I did swap this pattern last year for a steelhead swap... glad it worked well for you too.

I just checked the dubbing supply and that Awesome Possum golden olive dubbing is about gone... I'll have to go on a misson to find some more!

EDIT: Dang esox! you are making me edit a bunch in this thread.... Bottom line here is that sparrows just plain ROCK!


----------



## Shoeman (Aug 26, 2000)

Here's a steelhead version tied on a 8 3X long










Great for off-color water

Nice Tie, Tommy!


----------



## Pork Chop (Jan 21, 2003)

Here's how Jack ties it -

http://www.jackgartside.com/step_gartside_sparrow.htm


----------



## WILDCATWICK (Mar 11, 2002)

Sparrow Nymphs are one of my favorite patters. Works great on bass, trout, and pay fish. I love it's versatility in water as well as all the unlimited ways to tie them. A tier is only held back by their imagination and available materials when it comes to the sparrow. I do most of mine with rump tail and collar and use dark olive chenille for the body when tying for speed. Grey and Brown are a distant second best color choice on the water for me.

Very nice fly Tommytubular!


----------



## PunyTrout (Mar 23, 2007)

Don't forget the classic, palmered peacock herl body... As long as you're tying sparrows, spin a few with a peacock herl body. Oh, and Black is a nice alternative too.


----------



## gunrod (Jan 16, 2001)

We used a similar version of Shoeman's but only smaller in PA a few years ago with great success. Hands down it's just a great bug. The rump feathers with the philofume make great movement.

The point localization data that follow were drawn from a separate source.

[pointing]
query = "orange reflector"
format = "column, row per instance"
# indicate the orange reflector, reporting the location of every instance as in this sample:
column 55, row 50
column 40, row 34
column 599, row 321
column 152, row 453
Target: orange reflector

As for the after shaft/philofume at the rear it would act like gills that you see on the lower end of a wiggler/hex nymph. I bet it is a nice touch but requires patience to put those delicate buggers in there.


----------



## DHise (Jun 2, 2008)

Dubbing brushes are nice because they are quick but I like to dub mine. As mentioned, peacock for the body is productive.

I have rump patches at my store (free standard shipping on all orders in the US no matter the amount). As mentioned, a whole pheasant skin is pretty inexpensive, as well. Among (many) other things, I also have dubbing brushes from the Czech Republic. I am working on an on-line store so for now you will need to phone, PM, or email me with questions you may have or material you may need.

http://www.castersflyshop.com


----------



## 1siena (Apr 15, 2007)

Hey Guys....I appreaciate all of your input. I think i am going to tie some up this evening.

What do yo think the most productive average size size hook would be for steelhead? 

I heard mentioned that these are good for smaller trout too, what size hook would you use?

Last question...has anyone ever fished these with a bead? If so, should I just use a long hook, or the smae hook just with a little shorter "body"?

Again, thanks guys. By the way, next weekend I am going to try and tie hex nymph for the first time...I hope the same peopel will also give there input on that too!


----------



## DHise (Jun 2, 2008)

Probably size 6 or 8. You can do them with a bead and use the Daiichi 1530 (or similar) or tie them on a standard length nymph hook to get a little extra length.


----------



## Chromedoggy (Mar 25, 2007)

I tie them in 8s and 12s on a 1x short heavy nymph hook.
I feel beads take too much from the flies action, but it could easily be done. I would use a standard length nymph hook.


----------



## scotchass (Jul 10, 2004)

You can usually get packages of pheasant feathers at michaels or any craft store, but it will have pheasant rump mixed in with other feathers, but the packs are pretty cheap.
I tied a sparrow with bead chain eyes upside down style this summer and took a few carp on it as well.


----------